Rich Farley: We were really happy with our transition out of World War II and into the modern arena. We wanted to take our guys out of that microcosm that was just Afghanistan and then take it to where the fight is now. We wanted to focus in more on the Tier 1 Operators and how they work around the world right now dealing with these terror networks.

How did you work with actual soldiers in the development of this sequel?

R.F.: We had a lot of guys from that community on the last game helping us out. When we shipped the game, a lot of guys went, “Wow, these guys at Danger Close really got it right.” They brought more guys that were interested in talking to us and helping us portray their community in the right way, and in a way that more accurately depicts what kind of people they are. It’s really helped us having these guys available, almost daily, to be able to come in and assist with things like mo-cap, equipment, weapons, how they talk to each other, the settings and the storylines.

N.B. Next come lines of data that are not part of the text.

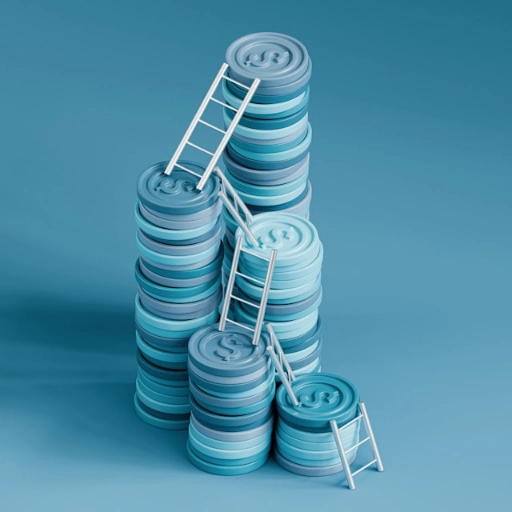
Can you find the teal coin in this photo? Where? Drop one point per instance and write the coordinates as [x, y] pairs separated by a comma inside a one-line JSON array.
[[158, 422], [224, 470], [295, 239], [322, 397], [227, 353], [170, 235], [266, 438], [176, 193]]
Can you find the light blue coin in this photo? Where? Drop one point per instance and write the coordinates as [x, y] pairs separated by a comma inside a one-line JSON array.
[[233, 437], [224, 470], [170, 234], [180, 250], [158, 406], [180, 394], [267, 110], [283, 156], [158, 422], [183, 311], [268, 136], [266, 177], [206, 399], [276, 59], [165, 326], [295, 239], [322, 397], [161, 397], [266, 437]]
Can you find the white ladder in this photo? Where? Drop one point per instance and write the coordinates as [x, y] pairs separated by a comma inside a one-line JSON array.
[[363, 414], [185, 141], [264, 296]]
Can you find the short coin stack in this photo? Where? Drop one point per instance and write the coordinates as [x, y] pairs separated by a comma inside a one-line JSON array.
[[232, 391], [267, 158], [304, 440], [178, 276], [295, 290]]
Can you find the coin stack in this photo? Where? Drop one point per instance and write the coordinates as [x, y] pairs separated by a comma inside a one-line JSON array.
[[178, 278], [295, 290], [267, 158], [304, 442], [232, 391]]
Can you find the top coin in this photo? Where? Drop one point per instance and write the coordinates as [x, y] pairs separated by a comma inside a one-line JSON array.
[[176, 194], [227, 353], [294, 238], [276, 59], [322, 397]]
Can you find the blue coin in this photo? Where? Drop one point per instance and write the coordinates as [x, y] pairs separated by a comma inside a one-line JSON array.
[[158, 422], [180, 250], [266, 437], [168, 344], [230, 423], [178, 295], [224, 470], [322, 397], [208, 400], [233, 437], [169, 360], [159, 402], [172, 235], [227, 457], [177, 193], [227, 353], [178, 273], [171, 282], [159, 414], [269, 124], [268, 110], [281, 95], [181, 311], [276, 59], [306, 470], [157, 372]]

Can you explain how the multiplayer combat now encompasses more than just U.S. Special Forces?

R.F.: With our multiplayer, we’re honoring the international Tier 1 groups, just as we honored the American ones in the last game. Gamers will be able to play as different groups from around the world. We have 12 units from 10 countries, including the Australia Special Air Service Regiment, the Special Air Service from the U.K., the Polish GROM (Operational Mobile Reaction Group) and the German KSK (Special Forces Command), to name a few. We’re introducing multinational “blue vs. blue” team play, where the world’s best-of-the-best warriors go head-to-head in online competition.

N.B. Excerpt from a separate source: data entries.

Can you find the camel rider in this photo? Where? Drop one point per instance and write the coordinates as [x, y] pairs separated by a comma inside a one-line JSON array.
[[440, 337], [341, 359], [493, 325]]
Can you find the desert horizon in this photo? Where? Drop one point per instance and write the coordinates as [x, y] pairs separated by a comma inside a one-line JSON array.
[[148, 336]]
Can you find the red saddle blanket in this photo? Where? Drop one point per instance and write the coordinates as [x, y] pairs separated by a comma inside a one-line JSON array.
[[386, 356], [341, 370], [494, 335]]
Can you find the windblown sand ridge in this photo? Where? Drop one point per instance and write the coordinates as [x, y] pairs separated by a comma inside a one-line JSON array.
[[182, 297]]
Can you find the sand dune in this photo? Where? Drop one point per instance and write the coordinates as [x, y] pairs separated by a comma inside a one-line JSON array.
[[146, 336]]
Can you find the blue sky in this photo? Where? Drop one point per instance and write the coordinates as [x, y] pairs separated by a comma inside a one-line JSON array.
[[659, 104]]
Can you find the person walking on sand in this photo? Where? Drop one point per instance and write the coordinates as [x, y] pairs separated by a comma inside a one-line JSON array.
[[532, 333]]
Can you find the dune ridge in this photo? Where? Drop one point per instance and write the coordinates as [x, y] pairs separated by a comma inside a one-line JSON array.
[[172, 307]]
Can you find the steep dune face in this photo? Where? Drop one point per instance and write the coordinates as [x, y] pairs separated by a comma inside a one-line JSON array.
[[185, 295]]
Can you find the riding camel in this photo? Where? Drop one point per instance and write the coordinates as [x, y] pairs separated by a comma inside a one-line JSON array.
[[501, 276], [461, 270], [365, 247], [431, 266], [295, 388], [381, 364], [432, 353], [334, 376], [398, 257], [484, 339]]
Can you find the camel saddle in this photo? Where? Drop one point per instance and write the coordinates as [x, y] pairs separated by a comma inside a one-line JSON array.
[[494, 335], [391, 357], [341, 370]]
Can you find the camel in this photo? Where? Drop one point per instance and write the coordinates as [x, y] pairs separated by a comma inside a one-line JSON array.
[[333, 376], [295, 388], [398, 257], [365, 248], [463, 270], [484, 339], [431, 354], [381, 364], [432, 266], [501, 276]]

How are you connecting the fiction of this game’s story to the real world?

R.F.: Everything in our game has a dotted line to something that actually happened, or to some story that was told to us by one of our consultants, or a combination of those things. It really lends a feeling of authenticity, and it paints a picture of what the current fight is for these guys right now.

Can you give an example of a “ripped from the headlines” mission that players will encounter?

R.F.: If you read up on that region of the Southern Philippines, Basilan and Sulu Islands, there’s a group called Abu Sayyaf. It’s a bunch of very bad people that over time kidnapped a lot of people, aid workers and such. And in some cases, executed them or captured them for ransom to further whatever their causes are. It’s a very real thing that’s happening down there that people don’t hear a lot about, and Tier 1 guys are there helping the military from that country deal with that threat. That’s what the hostage rescue level in the game was about.

What’s new in the gameplay department for Warfighter?

R.F.: We’re rolling out a few different things. We have a new door breach mechanic whereby players can enter and breach a room, just like Tier 1 guys would. They’re going to approach a door, assess it and see what’s going on with it. Is it locked? Is it not locked? What’s behind that door? They’ll be able to choose their method of entry, whether they want to kick that door down, breach it in some other way with an explosive, or throw a flash bang in or a grenade. It’s really going to change what happens on the other side of the door when they go inside.

How are you utilizing the Frostbite 2 engine to enhance the PC experience?

R.F.: It’s been great working with that tech. Just the visual fidelity of the stuff that we’re doing has increased so much. The lighting is amazing. The ability to have the amount of destruction that we featured in the demo; it’s not that it wasn’t possible before, but it’s made it so much easier. That’s what the techs built around for us to be able to dial in to: this micro-destruction. It’s just a beautiful engine, and the scale that we can represent in that engine is really well-suited to what we’re doing.

In developing the last game, you guys worked the single-player experience in Los Angeles and the multiplayer at EA’s Digital Illusions Creative Entertainment in Sweden. What’s it like having everyone together working together in Los Angeles this time?

R.F.: It’s amazing. You create the game with a really singular vision. It’s easier for us, as developers, to really keep track of it all and make sure it’s all on point in terms of parity on features, and making sure that it feels like one game and not a bunch of disparate parts.